Но понять это Рублев сможет лишь в сцене с Бориской, который отлил колокол по своему собственному рецепту и плачет на руках у иконописца, потому что отец ему этот рецепт литья не оставил. Тогда и происходит катарсис иконописца. Тогда он нарушает свой обет, утешая юного гения: «Пойдем вместе. Ты будешь колокола лить, а я иконы писать. Какой праздник для людей сотворил, а еще плачешь!» И на фоне сгоревших углей, как бы вырастая из пепла, появляются знаменитые шедевры Рублева. Художник рождается из пепла своих страданий. Переплавляясь через боль, любовь к людям находит свое совершенное выражение.

Фильм «Андрей Рублев» стал вехой в жизни Тарковского. Он начал его снимать как светский художник, пытаясь отстраненно препарировать жизнь художника религиозного, и, сам того не осознавая до конца, завершил работу над фильмом уже как над картиной о духовных метаморфозах, открыв для себя пространство духовных поисков и религиозной метафизики. Это еще больше проявилось в других его произведениях.

 «Солярис» Тарковский стал снимать после почти пятилетнего застоя. «Зеркало» ему снимать тогда не давали и, отчаявшись, Тарковский подал заявку в 1968 году на фильм в новом и популярном тогда жанре «научной фантастики».

Романы Лема всегда отличались философской глубиной, и «Солярис» не исключение. Действие романа происходит на космической станции, которая расположилась на планете Солярис, покрытой странной субстанцией - Океаном. Получив оттуда непонятные сигналы, на Земле решают отправить на станцию психолога Криса Кельвина, чтобы тот, разобравшись в сложившейся ситуации, принял окончательное решение о судьбе станции и «соляристики» вообще.

Но на Солярисе Крису является его бывшая возлюбленная Хари, покончившая с собой на Земле. Постепенно становится понятно, что Хари, как и «гости» других членов экипажа, - это нейтринная модель, вычитанная «мыслящим» Океаном из человеческого подсознания. Главная идея автора - проблема контакта с гигантским познающим разумом. Лем старается показать космос во всей его загадочности и притягательности.

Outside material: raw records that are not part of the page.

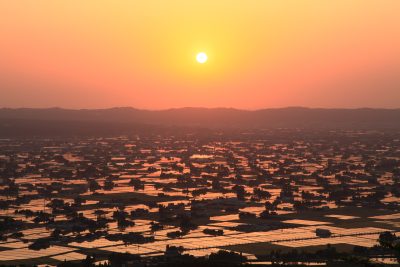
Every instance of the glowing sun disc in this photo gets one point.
(201, 57)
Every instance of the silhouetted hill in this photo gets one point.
(118, 119)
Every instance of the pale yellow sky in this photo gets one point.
(95, 53)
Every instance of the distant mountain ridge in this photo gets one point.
(292, 117)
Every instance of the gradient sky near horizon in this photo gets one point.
(261, 54)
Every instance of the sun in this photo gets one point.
(201, 57)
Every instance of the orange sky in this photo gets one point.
(262, 54)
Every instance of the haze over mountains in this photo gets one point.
(23, 120)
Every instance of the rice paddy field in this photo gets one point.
(248, 192)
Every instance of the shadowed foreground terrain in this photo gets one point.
(206, 197)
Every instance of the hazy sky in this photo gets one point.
(265, 53)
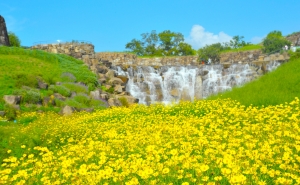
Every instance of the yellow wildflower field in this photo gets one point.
(205, 142)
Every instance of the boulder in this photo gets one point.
(87, 109)
(42, 85)
(123, 78)
(116, 81)
(104, 96)
(59, 96)
(2, 113)
(102, 80)
(12, 99)
(95, 94)
(119, 89)
(131, 100)
(113, 102)
(67, 110)
(110, 74)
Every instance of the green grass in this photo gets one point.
(23, 67)
(245, 48)
(274, 88)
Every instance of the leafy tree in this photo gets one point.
(274, 42)
(237, 42)
(136, 46)
(169, 41)
(13, 39)
(211, 51)
(166, 43)
(185, 49)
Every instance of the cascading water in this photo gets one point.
(172, 84)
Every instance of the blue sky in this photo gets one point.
(110, 24)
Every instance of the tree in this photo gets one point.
(274, 42)
(237, 42)
(136, 46)
(211, 51)
(166, 43)
(13, 39)
(185, 49)
(170, 41)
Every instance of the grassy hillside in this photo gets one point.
(276, 87)
(21, 69)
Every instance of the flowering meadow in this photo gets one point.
(205, 142)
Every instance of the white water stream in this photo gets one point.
(172, 84)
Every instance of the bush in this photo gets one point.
(10, 112)
(68, 77)
(13, 39)
(274, 42)
(124, 102)
(23, 79)
(83, 99)
(78, 88)
(294, 55)
(61, 90)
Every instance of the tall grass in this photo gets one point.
(276, 87)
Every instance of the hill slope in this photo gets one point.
(276, 87)
(22, 69)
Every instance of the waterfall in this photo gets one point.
(174, 83)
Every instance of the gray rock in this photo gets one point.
(95, 94)
(110, 74)
(59, 96)
(67, 110)
(42, 85)
(12, 99)
(113, 102)
(118, 88)
(116, 81)
(104, 96)
(2, 113)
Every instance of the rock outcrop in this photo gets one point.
(4, 40)
(294, 38)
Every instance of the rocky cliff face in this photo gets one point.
(3, 33)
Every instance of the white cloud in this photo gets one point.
(199, 37)
(256, 40)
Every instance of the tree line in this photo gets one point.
(168, 43)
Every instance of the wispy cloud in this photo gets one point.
(199, 37)
(256, 40)
(12, 23)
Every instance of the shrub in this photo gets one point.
(32, 96)
(78, 88)
(83, 99)
(29, 96)
(68, 77)
(274, 42)
(124, 102)
(61, 90)
(295, 55)
(13, 39)
(10, 112)
(23, 79)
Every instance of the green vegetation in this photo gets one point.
(274, 42)
(274, 88)
(244, 48)
(14, 39)
(213, 51)
(22, 69)
(166, 43)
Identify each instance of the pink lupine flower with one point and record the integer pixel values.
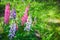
(7, 13)
(25, 16)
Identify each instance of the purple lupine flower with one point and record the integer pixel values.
(12, 30)
(28, 24)
(25, 16)
(7, 13)
(13, 13)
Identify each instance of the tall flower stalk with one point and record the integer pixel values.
(25, 16)
(28, 24)
(7, 13)
(12, 31)
(13, 13)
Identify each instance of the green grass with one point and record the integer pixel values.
(42, 11)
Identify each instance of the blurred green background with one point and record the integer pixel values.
(47, 25)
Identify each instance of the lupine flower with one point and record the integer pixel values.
(13, 13)
(7, 13)
(25, 16)
(28, 24)
(12, 30)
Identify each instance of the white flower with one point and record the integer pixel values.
(28, 24)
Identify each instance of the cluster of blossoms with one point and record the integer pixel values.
(12, 31)
(13, 13)
(7, 13)
(25, 16)
(28, 24)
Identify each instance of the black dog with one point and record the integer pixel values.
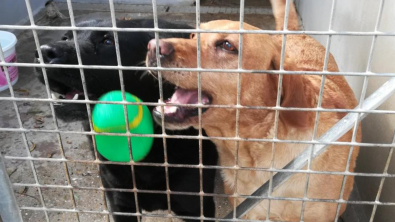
(97, 48)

Для Тарковского очень важны корни. Именно поэтому почти вся первая серия фильма проходит на Земле. В деревенском доме отца главного героя психолога Криса Кельвина. По сути, с первых кадров мы видим прощание героя с землей и своим прошлым. Это очень ярко видно в сцене, когда Кельвин сжигает свои старые бумаги. Вся предыстория полета на Солярис у Тарковского полностью им выдумана. Уже на Земле начинается спор о Космосе и Земле. Именно поэтому режиссер «знакомит» пилота Бертона (в романе Кельвин лишь на станции читает его показания) и в уста Бертона вкладывает основную этическую составляющую фильма: «Познание только тогда истинно, когда оно опирается на нравственность».

Вообще для Тарковского космос – чужеродная среда. Сам режиссер сказал об этом в одном из своих интервью так: «Человек встречается в космосе с какой-то новой, доселе неизвестной формой сознания – разве в этом есть что-то невероятное?.. В космосе мы столкнемся с качественно неизвестным. И можно только предполагать, только гадать, что за мир нам будет предположено познать… Наш фильм – не попытка создать зашифрованный, иносказательный образ существующей реальности, а путь исследований человека, оказавшегося в абсолютно новой, неожиданной для него среде».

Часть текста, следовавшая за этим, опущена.